Oxy announces compensation plan for victimsOxy Reckitt Benckiser, the British-controlled company that allegedly killed and sickened some 180 people with its fatal humidifier sterilizer, has announced the details of its compensation plan.
In its third official meeting with the victims and their relatives on Sunday, the company promised to provide 1 billion won ($847,860) to each child aged 15 or younger who died or is suffering from serious pulmonary illnesses after using Oxy-brand humidifier sterilizers.
“The compensation amount for the children who died or are suffering from severe cases of pulmonary illnesses was calculated based on the trauma associated with loss for the parents and families,” said Seo Hyun-jeong, a public relations manager at Oxy Reckitt Benckiser.

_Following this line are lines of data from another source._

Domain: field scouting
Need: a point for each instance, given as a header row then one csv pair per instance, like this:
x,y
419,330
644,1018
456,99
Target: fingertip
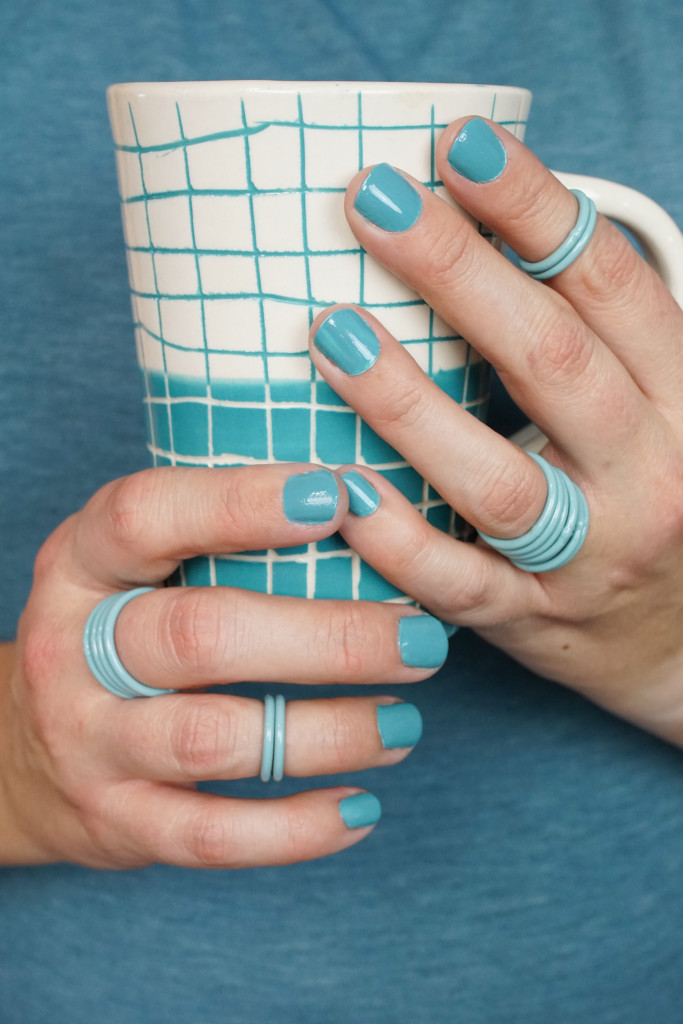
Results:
x,y
360,811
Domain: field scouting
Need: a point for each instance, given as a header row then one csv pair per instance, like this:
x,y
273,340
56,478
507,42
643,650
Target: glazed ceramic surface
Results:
x,y
232,209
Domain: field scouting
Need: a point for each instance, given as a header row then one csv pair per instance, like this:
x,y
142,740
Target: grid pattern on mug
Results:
x,y
227,271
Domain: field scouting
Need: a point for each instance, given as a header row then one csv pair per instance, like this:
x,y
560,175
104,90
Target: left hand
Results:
x,y
595,358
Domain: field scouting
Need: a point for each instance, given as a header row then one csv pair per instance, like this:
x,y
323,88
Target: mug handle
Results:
x,y
656,232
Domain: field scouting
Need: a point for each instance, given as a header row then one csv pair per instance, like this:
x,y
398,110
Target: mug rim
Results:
x,y
298,85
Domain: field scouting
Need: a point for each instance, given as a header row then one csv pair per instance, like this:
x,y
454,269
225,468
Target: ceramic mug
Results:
x,y
231,197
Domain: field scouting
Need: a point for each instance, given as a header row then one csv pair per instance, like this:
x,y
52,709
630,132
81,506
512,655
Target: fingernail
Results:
x,y
451,628
360,810
422,642
363,499
477,153
388,200
348,341
399,725
310,497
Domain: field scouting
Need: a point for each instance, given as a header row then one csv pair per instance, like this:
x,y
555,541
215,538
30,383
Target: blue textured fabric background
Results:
x,y
528,864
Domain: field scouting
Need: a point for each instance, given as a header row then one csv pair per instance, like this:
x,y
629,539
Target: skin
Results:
x,y
595,359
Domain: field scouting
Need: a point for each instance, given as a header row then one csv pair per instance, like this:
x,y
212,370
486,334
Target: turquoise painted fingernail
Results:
x,y
477,153
348,341
399,725
360,810
363,499
310,497
388,200
422,642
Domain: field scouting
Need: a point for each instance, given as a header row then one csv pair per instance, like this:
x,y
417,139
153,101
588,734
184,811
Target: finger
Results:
x,y
614,291
555,368
214,736
458,583
199,829
201,636
139,528
489,481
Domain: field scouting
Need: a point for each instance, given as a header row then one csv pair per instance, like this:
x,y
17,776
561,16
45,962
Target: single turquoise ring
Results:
x,y
572,246
272,758
100,652
279,745
268,737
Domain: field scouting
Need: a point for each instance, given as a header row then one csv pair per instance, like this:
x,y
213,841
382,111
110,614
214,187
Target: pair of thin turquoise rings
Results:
x,y
572,246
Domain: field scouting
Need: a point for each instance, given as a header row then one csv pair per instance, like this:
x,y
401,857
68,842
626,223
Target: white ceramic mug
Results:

”We also took into account the fact that the children’s future has been severely impacted by their sickness.”
For victims aged 15 or younger who are suffering from a moderate case of pulmonary illness, the company will provide 200 to 300 million won, and 150 million won to those whose illnesses are minor or getting better.
“The levels of severity of the victims’ illnesses will be determined using the guidelines that the Ministry of Environment uses in determining compensation amounts,” Seo said, “by measuring how much of the victims’ lungs have been incapacitated after using humidifier sterilizers.”
The compensation plan for victims aged 16 or older is as follows: 350 million won each to those who died or are suffering from serious pulmonary illnesses; 200 million won each to those suffering from moderate pulmonary illnesses; and 150 million won each to those who are recovering or suffering from minor pulmonary illnesses.
Oxy Reckitt Benckiser’s compensation plan only includes those who are listed as first-degree and second-degree victims by health authorities.
“Third-degree and fourth-degree victims have not been completely ruled out of the compensation plan,” Seo said.
“We are focusing our efforts on the first-degree and second-degree victims for now, and after we conclude the process by the end of this year, we will discuss with other sterilizer manufacturers possible compensation for third-degree and fourth-degree victims.”
After the Korea Centers for Disease Control and Prevention linked pulmonary illnesses and deaths to humidifier sterilizers in 2011, the government conducted two epidemiological tests from 2013 to 2015, ranking victims based on the extent to which their pulmonary fibrosis or illness was caused by humidifier sterilizer use.
Harmed individuals are ranked as first-degree and second-degree victims when their epidemiological tests and biopsies reveal a clear or high causal relation between their pulmonary fibrosis and their use of humidifier sterilizers.
They are ranked as third-degree and fourth-degree victims when the government has confirmed their exposure to sterilizers but cannot determine a direct link between their health issues and the sterilizers.
In the first two rounds of epidemiological tests, 309 out of 530 cases were determined by health authorities to be third- and fourth-degree victims. But even though they make up more than half the victims, these cases have so far been excluded from all compensation plans.
“It is mind-boggling that Oxy Reckitt Benckiser’s compensation plan excludes the third- and fourth-degree victims,” said Kim Duk-jong, who lost his 4-year-old son to an Oxy-brand humidifier sterilizer in 2009. “If you ask me, this entire buzz about a compensation deal sounds like something to shut us all up.”
“One billion won for the trauma and loss we experienced and a child’s lost potential?” said Choi Seung-woon, who leads a civic group of humidifier sterilizer victims and their relatives. “That’s just pathetic.”
For first- and second-degree victims, Oxy Reckitt Benckiser also promised lifelong financial support for medical treatments. And for victims who used Oxy’s product with other manufacturers’ sterilizers, the company said it will first compensate the victims and then seek remuneration from the other manufacturers.